Kendall published his article just after the Koopmans-Vining controversy. This study was accepted with interest even as its economic contribution was harshly criticized. The most important critique was the absence of links with economic theories or concepts: “It may therefore be concluded that Professor Kendall’s investigations of auto-correlations cannot in principle throw any light on the possibility of estimating the kind of dynamic economic relationships in which economists are usually interested” (Prais 1953, 29). Houthakker, who joined the Cowles Commission in 1952, also explained that “the evaluation of Professor Kendall’s paper […] is made difficult by the fact that there is no reference to a theoretical framework anywhere, nor indeed to work of others which the author may have had in mind” (1953, 32).

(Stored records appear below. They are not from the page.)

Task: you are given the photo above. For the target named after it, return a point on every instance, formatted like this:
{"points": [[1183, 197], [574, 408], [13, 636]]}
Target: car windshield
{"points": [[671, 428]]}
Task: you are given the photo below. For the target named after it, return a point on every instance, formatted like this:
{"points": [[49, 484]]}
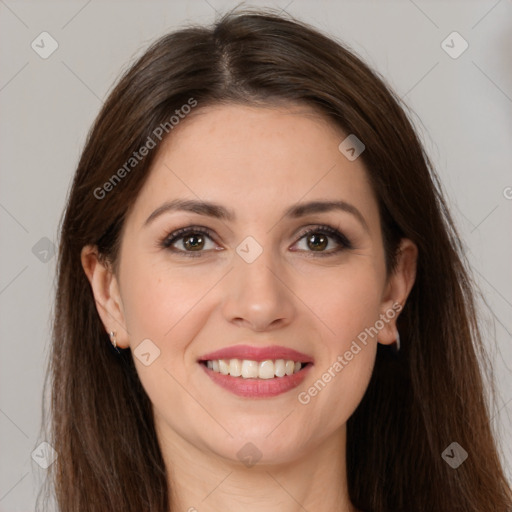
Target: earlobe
{"points": [[106, 293], [398, 287]]}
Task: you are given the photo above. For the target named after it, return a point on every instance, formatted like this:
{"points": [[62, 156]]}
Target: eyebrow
{"points": [[220, 212]]}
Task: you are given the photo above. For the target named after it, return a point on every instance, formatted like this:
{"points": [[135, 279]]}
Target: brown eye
{"points": [[193, 242], [323, 241], [317, 241]]}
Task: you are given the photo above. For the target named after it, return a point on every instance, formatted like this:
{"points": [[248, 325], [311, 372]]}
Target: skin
{"points": [[257, 161]]}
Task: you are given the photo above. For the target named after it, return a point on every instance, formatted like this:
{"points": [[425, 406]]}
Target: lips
{"points": [[273, 378], [257, 354]]}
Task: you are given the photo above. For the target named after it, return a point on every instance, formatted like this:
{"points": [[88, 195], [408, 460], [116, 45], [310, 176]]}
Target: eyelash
{"points": [[340, 238]]}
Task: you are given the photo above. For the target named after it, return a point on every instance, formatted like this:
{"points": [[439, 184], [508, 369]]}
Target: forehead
{"points": [[256, 160]]}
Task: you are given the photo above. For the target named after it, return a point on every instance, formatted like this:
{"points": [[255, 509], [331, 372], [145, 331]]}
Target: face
{"points": [[256, 280]]}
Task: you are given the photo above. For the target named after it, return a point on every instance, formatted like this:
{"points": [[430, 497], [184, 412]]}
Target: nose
{"points": [[257, 295]]}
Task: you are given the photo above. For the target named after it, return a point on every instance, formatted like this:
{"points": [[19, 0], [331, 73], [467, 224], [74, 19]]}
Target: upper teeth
{"points": [[254, 369]]}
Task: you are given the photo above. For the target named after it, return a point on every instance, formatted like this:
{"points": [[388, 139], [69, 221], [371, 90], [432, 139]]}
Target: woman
{"points": [[262, 299]]}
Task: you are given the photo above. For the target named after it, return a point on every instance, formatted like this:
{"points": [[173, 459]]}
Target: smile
{"points": [[257, 372]]}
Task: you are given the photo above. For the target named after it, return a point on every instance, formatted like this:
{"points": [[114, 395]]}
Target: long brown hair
{"points": [[416, 404]]}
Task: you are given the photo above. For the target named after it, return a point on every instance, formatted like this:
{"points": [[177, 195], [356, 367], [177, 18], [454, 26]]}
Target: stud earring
{"points": [[114, 341]]}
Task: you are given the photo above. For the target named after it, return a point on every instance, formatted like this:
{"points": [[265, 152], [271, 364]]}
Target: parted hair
{"points": [[98, 416]]}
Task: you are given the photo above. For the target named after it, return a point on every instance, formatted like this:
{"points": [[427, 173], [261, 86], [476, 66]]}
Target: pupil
{"points": [[317, 241], [194, 245]]}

About a technical sentence of Kendall, he added that “this sentence would be correct if it began by the following sentence: "it was customary twenty or thirty years ago"” (1953, 32). These remarks are direct echoes to the Koopmans-Vining debate.

This evolution in economics had a direct influence on the two main defenders of the random character of prices at that time, Working (1956, 1958, 1961) and Roberts (1959), who also consistently highlighted the absence of theoretical explanation and the weakness of the statistical results. The lack of theoretical explanation was one of the main challenges since the end of the 1950s.

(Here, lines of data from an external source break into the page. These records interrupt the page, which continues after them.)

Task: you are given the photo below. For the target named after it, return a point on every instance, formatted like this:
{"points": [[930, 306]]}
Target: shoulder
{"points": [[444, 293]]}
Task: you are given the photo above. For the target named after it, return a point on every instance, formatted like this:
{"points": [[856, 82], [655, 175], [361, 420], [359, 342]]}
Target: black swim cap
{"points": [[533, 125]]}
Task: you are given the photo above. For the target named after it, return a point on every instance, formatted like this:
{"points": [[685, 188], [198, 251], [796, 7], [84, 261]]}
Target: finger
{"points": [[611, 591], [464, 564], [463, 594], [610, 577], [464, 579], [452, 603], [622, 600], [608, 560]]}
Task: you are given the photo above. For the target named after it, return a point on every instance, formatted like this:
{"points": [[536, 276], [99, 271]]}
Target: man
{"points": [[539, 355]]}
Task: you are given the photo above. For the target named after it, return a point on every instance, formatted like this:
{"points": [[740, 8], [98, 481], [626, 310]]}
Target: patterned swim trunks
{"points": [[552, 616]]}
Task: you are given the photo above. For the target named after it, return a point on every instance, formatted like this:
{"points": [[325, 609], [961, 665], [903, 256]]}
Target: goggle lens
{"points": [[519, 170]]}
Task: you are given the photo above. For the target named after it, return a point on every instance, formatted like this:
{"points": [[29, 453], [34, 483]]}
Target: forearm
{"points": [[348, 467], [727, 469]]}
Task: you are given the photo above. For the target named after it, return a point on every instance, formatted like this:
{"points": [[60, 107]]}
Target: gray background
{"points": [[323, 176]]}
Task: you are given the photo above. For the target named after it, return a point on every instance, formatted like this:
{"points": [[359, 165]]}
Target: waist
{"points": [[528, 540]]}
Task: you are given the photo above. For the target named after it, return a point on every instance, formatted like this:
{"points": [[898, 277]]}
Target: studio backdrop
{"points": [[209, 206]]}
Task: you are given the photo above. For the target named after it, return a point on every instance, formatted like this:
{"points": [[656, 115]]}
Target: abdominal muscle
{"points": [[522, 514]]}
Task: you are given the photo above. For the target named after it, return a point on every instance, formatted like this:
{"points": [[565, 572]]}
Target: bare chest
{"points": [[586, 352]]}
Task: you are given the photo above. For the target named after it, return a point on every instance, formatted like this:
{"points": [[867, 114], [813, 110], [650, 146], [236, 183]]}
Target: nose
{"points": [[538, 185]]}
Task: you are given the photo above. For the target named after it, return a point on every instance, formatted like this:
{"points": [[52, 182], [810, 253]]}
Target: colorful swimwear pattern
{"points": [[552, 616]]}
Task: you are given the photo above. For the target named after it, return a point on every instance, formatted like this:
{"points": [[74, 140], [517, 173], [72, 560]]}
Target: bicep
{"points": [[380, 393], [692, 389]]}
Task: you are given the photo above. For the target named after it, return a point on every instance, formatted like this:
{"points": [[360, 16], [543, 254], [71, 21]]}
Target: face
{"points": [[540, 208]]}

I.3. The rise of a new scientific community

This challenge gained the support of a new scientific community. Three features show the emergence of this community during the 1960s: 1) news academics and researchers appeared; 2) new scientific publications existed; 3) a new field of investigation was defined.

First, we can notice that at the beginning of the 1960s, a new generation of economists started their graduate studies and contributed to the creation of financial economics. This generation contributed to the creation of a community in financial economics. Most of these new students were graduated from the University of Chicago and MIT. In fact, most of academics who studied financial markets with this new mathematics worked in these 2 places, which produced the main research and results in the discipline during the 1960s and the 1970s.

At the University of Chicago, research was made at the Graduate School of Business where Harry Roberts worked with James Lorie and Lawrence Fisher. In 1960, the latter two professors started an ambitious 4-year program of research on security prices (Lorie 1965, 3). Lorie was recruited in 1951 at Chicago to revitalize the Graduate School of Business. “The result was a tremendous change in the school’s fortune –in faculty and students head count, and in the increasing eminence of the school. The University of Chicago consistently rates in the top five business schools in the United States and among the top ten internationally. In the past 25 years, the University of Chicago has won or shared eight Nobel prizes in economics –five of them by scholars affiliated with the Business School– versus one for all other business schools combined” (Niederhoffer 1997, 264). In fact, a large part of the main founders of the current financial economics comes precisely from this Graduate School of Business. Lorie and Fisher created the Center for Research in Security Prices (CRSP), which had an important group of Ph.D. students –such as Eugene Fama, Benjamin King and Arnold Moore– and benefited from a large financial aid from a financial pool. This centre had the support of one of the first academic computers to compile statistical data. This centre aimed to produce statistical data on stock prices and to analyze price movements and returns. Merton Miller joined them one year later, in 1961[ii]. The CRSP gave the opportunity to test the random character of stock market prices as well as portfolio management.